Shortly after six on Friday, 5 August 2005, I start pedalling home from a cram school. What follows are the observations and conversations with myself that compete for my attention over the next twelve minutes.

Thought number 1: “I completely misunderstood Zhang when she started talking about the Chinese teacher and her problems.”

Response to thought number 1: “Don’t worry about it. I know the story. It’s not really important.”

Through the temple gate and a green traffic light, just ahead of a scooter that recklessly run the red light …

Thought number 2: “So I arrived at the school with the idea that I actually want to go to South Africa between 2 and 14 September. Just as I was taking off my shoes at the door, a bell went off. ‘September third, September third … why does it sound so important?’ I pushed open the door, and then I remembered: Ernesta’s farewell weekend! But …”

A man with a pack of cigarettes in his hand walks to a car parked in the middle of the road. I’m distracted. I go around the corner and see a woman. She’s pregnant. I look at her feet: fat toes with nails clipped too short. She’s not particularly attractive. She’s in a gritty part of town. My imagination kicks in.

Thought number 3: “She reminds me of a character in a movie … the woman was not too bright. Could this woman’s husband also be a member of a crime syndicate? How would he feel when his child is born? Will they be able to raise the child properly? Will the child end up following in his or her parents’ footsteps? If the man is a member of a crime syndicate and the child is a boy, will he end up also becoming a gangster – an open sore on a community that does not need nor can afford more criminals? If the guy is a gangster, does he believe his fellow mobsters will treat him with more respect once he’s got a child? Will he end up using his child in arguments he would not have been able to win in any other way? Then again, what about accountants, and engineers, and office managers? Do they always raise their children properly? Is it always a good thing if their children follow in their footsteps? Do they not also sometimes use their children in arguments they would not have been able to win in any other way?”

At the traffic lights, I turn left. Two boys stare at me as if I don’t belong in that part of town. I see a bundle of … thread? A fish net. An old man is sitting on a low stool beside the road pulling the net apart. A dog is lying on the ground next to him playing with the net. The old man looks unperturbed.

Thought number 4: “How does it feel to live like that? Say you live on an island, or on a remote beach. You spend your time pulling nets apart, and walking your dog along the sea, and fishing, and taking naps in the shade of a tree. What would such a man say to someone who talks about famine in Africa, or war in Iraq, or bombs in London? Will he say, ‘It does not matter to me’? ‘This stretch of beach, this view of a piece of ocean, this is my world. I do not really care about what happens in other places.’ Then the other person will say, ‘What if there’s a situation where, if only one person could help – and that one person could be you, it would save lives?’ ‘Well, if it’s their time, it’s their time,’ the guy will probably answer.

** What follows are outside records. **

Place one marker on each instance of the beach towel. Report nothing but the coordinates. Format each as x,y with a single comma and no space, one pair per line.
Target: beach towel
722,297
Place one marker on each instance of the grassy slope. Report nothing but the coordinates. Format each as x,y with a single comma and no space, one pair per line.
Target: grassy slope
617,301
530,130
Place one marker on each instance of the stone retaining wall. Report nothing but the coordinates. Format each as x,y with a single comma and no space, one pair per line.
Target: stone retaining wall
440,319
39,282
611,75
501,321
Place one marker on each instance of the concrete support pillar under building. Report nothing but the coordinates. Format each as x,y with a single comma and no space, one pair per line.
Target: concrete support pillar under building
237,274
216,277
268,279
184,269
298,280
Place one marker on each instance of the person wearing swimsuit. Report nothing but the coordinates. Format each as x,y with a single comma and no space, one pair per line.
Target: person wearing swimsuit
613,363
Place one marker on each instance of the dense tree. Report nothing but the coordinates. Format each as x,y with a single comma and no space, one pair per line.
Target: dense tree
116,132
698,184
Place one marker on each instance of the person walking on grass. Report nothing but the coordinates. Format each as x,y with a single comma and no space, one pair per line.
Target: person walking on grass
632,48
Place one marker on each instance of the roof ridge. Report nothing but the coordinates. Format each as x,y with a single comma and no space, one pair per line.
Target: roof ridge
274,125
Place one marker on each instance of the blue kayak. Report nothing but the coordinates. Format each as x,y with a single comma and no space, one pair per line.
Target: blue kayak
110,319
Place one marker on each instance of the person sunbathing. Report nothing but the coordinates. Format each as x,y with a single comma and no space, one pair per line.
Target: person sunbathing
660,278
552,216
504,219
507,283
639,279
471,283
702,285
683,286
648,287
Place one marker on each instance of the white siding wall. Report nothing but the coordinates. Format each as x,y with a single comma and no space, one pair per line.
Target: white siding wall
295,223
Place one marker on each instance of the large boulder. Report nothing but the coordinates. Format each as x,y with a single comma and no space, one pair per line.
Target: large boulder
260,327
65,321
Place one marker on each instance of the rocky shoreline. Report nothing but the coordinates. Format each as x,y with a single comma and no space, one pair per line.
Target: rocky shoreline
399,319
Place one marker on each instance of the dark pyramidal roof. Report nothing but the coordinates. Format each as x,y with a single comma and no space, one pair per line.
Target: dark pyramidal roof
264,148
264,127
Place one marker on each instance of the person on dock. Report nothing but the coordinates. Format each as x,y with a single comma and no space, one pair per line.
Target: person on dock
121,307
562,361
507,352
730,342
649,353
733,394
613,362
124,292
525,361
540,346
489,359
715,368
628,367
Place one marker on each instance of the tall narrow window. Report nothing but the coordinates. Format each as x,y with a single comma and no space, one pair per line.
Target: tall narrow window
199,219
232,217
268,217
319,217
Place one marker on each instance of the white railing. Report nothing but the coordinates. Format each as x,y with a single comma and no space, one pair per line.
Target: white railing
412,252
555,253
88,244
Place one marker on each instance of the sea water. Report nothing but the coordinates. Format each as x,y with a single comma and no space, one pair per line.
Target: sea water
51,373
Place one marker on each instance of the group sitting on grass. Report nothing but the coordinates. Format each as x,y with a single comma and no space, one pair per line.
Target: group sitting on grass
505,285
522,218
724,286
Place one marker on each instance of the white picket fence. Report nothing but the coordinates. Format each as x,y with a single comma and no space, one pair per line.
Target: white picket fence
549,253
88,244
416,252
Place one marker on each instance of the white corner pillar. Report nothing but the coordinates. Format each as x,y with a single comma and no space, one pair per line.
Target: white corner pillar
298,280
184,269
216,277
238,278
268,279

“The problem with this attitude is that the bad guys are never so casual about things. To tell the truth, it’s one of the biggest fuckups you’ll ever find – this thing that apathy and indifference are never characteristics of those who endanger lives, and destroy, and corrupt, and exploit and oppress until the last drop of blood! So the guy with his life on the beach, with his fish net and his dog and his small piece of ocean, will eventually also have to choose.”

“This I have to write down when I get home,” I think as I pedal the last hundred or so meters up the hill.

And then I suddenly remember the thought about a possible trip to South Africa from a few minutes ago. “So even if I had money for a vacation in September, I couldn’t possibly let my friend down in her final week in Taiwan. Pity I didn’t think about that when I had to explain to the family why I won’t be able to visit them next month.”